Skanska USA, the American division of Stockholm-based construction and engineering firm Skanska, in December acquired a parcel of land in the Seaport district from Morgan Stanley for $33 million and is planning an office building to accommodate spill-over demand from low-vacancy areas like East Cambridge, said Shawn Hurley, executive vice president. The company would build even without having a tenant signed first, known as speculative construction.
“At this point we’d go ahead with a spec project,” Hurley said in an interview at Skanska’s Boston office. “The office market in East Cambridge is very healthy and has very little vacancy. This area becomes an alternative.”
BUT EVEN PROSPERITY HAS RISKS
The risk of the accelerating growth in areas like the Seaport and Cambridge is that rising rents may drive tenants back into the suburbs, according to a fourth-quarter report by Cassidy Turley.
In the Seaport, office rents for top-quality buildings have risen to $54 a square foot from $48 a year ago, putting rates on par with the historic Back Bay area, the brokerage said.
“While tech companies and startups are primarily responsible for South Boston’s renaissance, we are watching to see what happens when their leases are up for renewal,” Cassidy Turley said. “The Seaport may no longer be the affordable option it was even just 18 months ago.”
The construction isn’t solely in the Seaport.
The Longwood Medical and Academic Area also has seen an increase in construction, driven by the expansion of medical facilities in the neighborhood. A partnership headed by local builder National Development broke ground in June on the $350 million Longwood Center, a research and development center with Dana-Farber Cancer Institute as anchor tenant.
New York-based AREA Property Partners LP and CV Properties LLC of Southport, Conn., are building One Channel Center, the 500,000-square-foot office for State Street in the Seaport neighborhood. AREA expects to complete the project by July 2014, according to Chief Executive Officer Lee Neibart.
Millennium Partners is slated to redevelop the Filene’s department store property in Boston’s Downtown Crossing into an office and retail structure and build a new mixed-use tower with about 500 residential units next to it.
The New York-based company took over the project from Vornado Realty Trust in 2012 after it had stalled for four years, and plans to start construction “before the summer,” according to Anthony Pangaro, who is overseeing the project for Millennium.
“People want to be in diverse neighborhoods, with lots of activity,” Pangaro said in his downtown office, filled with renderings of the project and maps of the area. “The waterfront is one of those areas, and downtown is incredibly diverse.”
Pangaro said he is in talks with possible tenants in the “creative sector” for the 150,000 square feet of office space, which in turn would provide for construction funding for the rest of the project.

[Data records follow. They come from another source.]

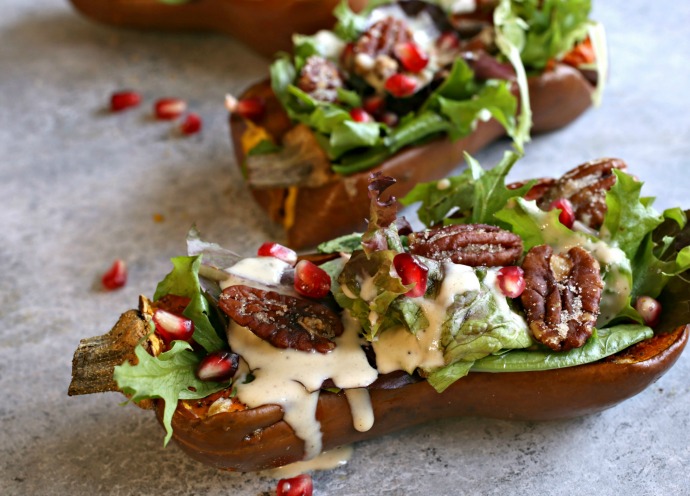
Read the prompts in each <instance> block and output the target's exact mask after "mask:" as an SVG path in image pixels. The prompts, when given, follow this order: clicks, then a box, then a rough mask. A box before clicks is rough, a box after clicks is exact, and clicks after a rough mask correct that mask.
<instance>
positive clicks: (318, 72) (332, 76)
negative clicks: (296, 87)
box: [297, 55, 343, 102]
mask: <svg viewBox="0 0 690 496" xmlns="http://www.w3.org/2000/svg"><path fill="white" fill-rule="evenodd" d="M342 86H343V80H342V78H341V77H340V73H339V72H338V68H337V67H336V66H335V64H334V63H333V62H331V61H330V60H328V59H325V58H323V57H321V56H319V55H312V56H311V57H309V58H308V59H307V61H306V62H305V63H304V66H303V67H302V70H301V71H300V73H299V78H298V80H297V87H298V88H299V89H301V90H302V91H304V92H305V93H308V94H309V95H311V96H312V98H315V99H316V100H320V101H323V102H335V101H336V100H337V99H338V88H342Z"/></svg>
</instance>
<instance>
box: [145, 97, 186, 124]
mask: <svg viewBox="0 0 690 496" xmlns="http://www.w3.org/2000/svg"><path fill="white" fill-rule="evenodd" d="M186 111H187V102H185V101H184V100H180V99H179V98H161V99H159V100H157V101H156V103H155V104H154V105H153V112H154V114H155V115H156V118H157V119H162V120H171V119H177V118H178V117H179V116H181V115H182V114H184V113H185V112H186Z"/></svg>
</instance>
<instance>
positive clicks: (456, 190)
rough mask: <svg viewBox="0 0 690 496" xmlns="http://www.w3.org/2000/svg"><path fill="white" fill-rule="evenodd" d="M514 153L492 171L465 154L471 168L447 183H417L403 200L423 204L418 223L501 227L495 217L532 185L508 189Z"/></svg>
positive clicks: (502, 160) (467, 160)
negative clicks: (484, 225)
mask: <svg viewBox="0 0 690 496" xmlns="http://www.w3.org/2000/svg"><path fill="white" fill-rule="evenodd" d="M519 157H520V156H519V155H518V154H517V153H515V152H506V153H505V154H504V155H503V159H502V160H501V162H499V163H498V164H497V165H496V166H494V167H493V168H491V169H489V170H484V169H482V168H481V166H480V165H479V163H478V162H477V161H476V160H475V159H474V158H472V157H471V156H470V155H468V154H465V161H466V162H467V164H468V168H467V169H466V170H465V171H463V172H462V173H461V174H459V175H457V176H454V177H450V178H448V179H447V180H442V181H433V182H428V183H420V184H417V185H416V186H415V187H414V188H413V189H412V190H411V191H410V192H409V193H408V194H407V195H406V196H405V197H404V198H402V199H401V200H400V202H401V203H402V204H403V205H406V206H409V205H412V204H414V203H417V202H421V205H420V207H419V209H418V210H417V216H418V217H419V220H420V221H421V222H423V223H424V224H425V225H426V226H428V227H429V226H432V225H436V224H441V223H482V224H499V225H500V224H501V223H500V222H499V221H498V220H497V219H496V218H495V217H494V214H495V213H496V212H498V211H499V210H501V209H503V207H505V205H506V203H507V202H508V200H509V199H510V198H513V197H515V196H521V195H523V194H525V193H526V192H527V191H528V190H529V188H530V187H531V184H532V183H527V184H525V185H523V186H522V187H520V188H517V189H509V188H507V187H506V185H505V178H506V176H507V175H508V173H509V172H510V169H511V168H512V167H513V165H514V164H515V163H516V162H517V160H518V159H519Z"/></svg>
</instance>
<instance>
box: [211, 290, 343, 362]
mask: <svg viewBox="0 0 690 496" xmlns="http://www.w3.org/2000/svg"><path fill="white" fill-rule="evenodd" d="M218 305H219V306H220V308H221V310H223V312H225V313H226V314H228V316H229V317H230V318H231V319H232V320H234V321H235V322H237V323H238V324H239V325H241V326H245V327H247V328H248V329H249V330H250V331H252V332H253V333H254V334H256V335H257V336H258V337H260V338H261V339H263V340H265V341H268V342H269V343H271V344H272V345H273V346H275V347H276V348H283V349H284V348H292V349H295V350H300V351H318V352H319V353H328V352H329V351H331V350H332V349H333V348H335V342H333V338H334V337H336V336H340V335H341V334H342V333H343V324H342V322H341V321H340V318H339V317H338V315H336V314H335V313H334V312H333V311H332V310H331V309H329V308H328V307H326V306H325V305H321V304H320V303H316V302H313V301H307V300H302V299H300V298H295V297H293V296H287V295H283V294H280V293H276V292H275V291H264V290H262V289H257V288H252V287H249V286H243V285H238V286H230V287H228V288H226V289H225V290H223V293H222V294H221V295H220V300H219V302H218Z"/></svg>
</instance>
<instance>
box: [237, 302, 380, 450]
mask: <svg viewBox="0 0 690 496" xmlns="http://www.w3.org/2000/svg"><path fill="white" fill-rule="evenodd" d="M343 324H344V328H345V330H344V332H343V334H342V336H340V337H338V338H335V340H334V341H335V343H336V347H335V349H334V350H333V351H331V352H330V353H326V354H323V353H317V352H314V353H306V352H303V351H298V350H291V349H286V350H282V349H278V348H275V347H273V346H272V345H271V344H269V343H268V342H266V341H264V340H262V339H260V338H259V337H257V336H256V335H254V333H252V332H251V331H249V330H248V329H246V328H244V327H242V326H239V325H237V324H235V323H231V325H230V327H229V328H228V342H229V344H230V347H231V348H232V350H233V351H235V352H236V353H239V354H240V355H241V356H242V358H243V359H244V361H246V363H247V365H248V367H249V369H250V370H251V373H252V375H253V376H254V380H253V381H251V382H249V383H245V379H246V377H240V378H239V379H238V380H237V381H236V382H235V385H236V388H237V396H238V398H239V400H240V401H242V402H243V403H245V404H246V405H247V406H249V407H251V408H254V407H258V406H260V405H266V404H276V405H279V406H280V407H281V408H282V409H283V412H284V420H285V421H286V422H287V423H288V424H289V425H290V426H291V427H292V428H293V430H294V431H295V434H296V435H297V436H298V437H299V438H300V439H302V440H304V443H305V458H306V459H309V458H313V457H314V456H316V455H318V454H319V453H320V452H321V429H320V424H319V422H318V421H317V420H316V404H317V401H318V398H319V388H320V387H321V384H322V383H323V381H325V380H326V379H329V378H330V379H332V380H333V382H334V384H335V385H336V386H337V387H339V388H341V389H351V388H364V387H366V386H368V385H369V384H371V383H372V382H374V380H376V377H377V375H378V373H377V371H376V369H374V368H372V367H371V366H370V365H369V363H368V361H367V358H366V355H365V354H364V351H363V350H362V348H361V341H360V337H359V332H360V326H359V323H358V322H357V321H356V320H355V319H354V318H352V317H350V316H349V314H347V313H345V314H344V316H343ZM354 396H355V397H356V396H357V395H354ZM355 399H356V400H358V403H356V405H355V410H356V413H353V417H357V419H366V418H367V415H368V414H367V413H366V412H363V409H364V408H365V407H366V402H365V401H363V400H362V399H361V393H360V397H356V398H355ZM369 405H370V403H369ZM371 416H372V417H373V413H372V414H371ZM357 419H356V420H357ZM361 425H363V424H361Z"/></svg>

He would proceed without a committed tenant, he said.
NOT JUST TYPICAL BOOM AND BUST
Companies are eager to finance new projects, according to Pembrook’s Garth. His firm, which last year spent about $140 million to finance 16 real estate projects in the U.S., is actively seeking multifamily construction deals in Boston.
“A fully entitled development in this city tends to attract a lot of interest from potential lenders, including first-mortgage money and mezzanine debt, because of the strong and steady demand,” he said. “The bottom line is lenders feel safe lending into this market.”
John Drew, founder of Drew Co., said “the biggest national institutions” are looking to invest in Boston. He has been involved in projects in the city for 30 years.
“I’ve been through a few cycles and the robustness of the recovery and construction activity here today is more than I have seen in the past,” he said. “It’s all this money following projects here. The access to capital here today is pretty phenomenal.”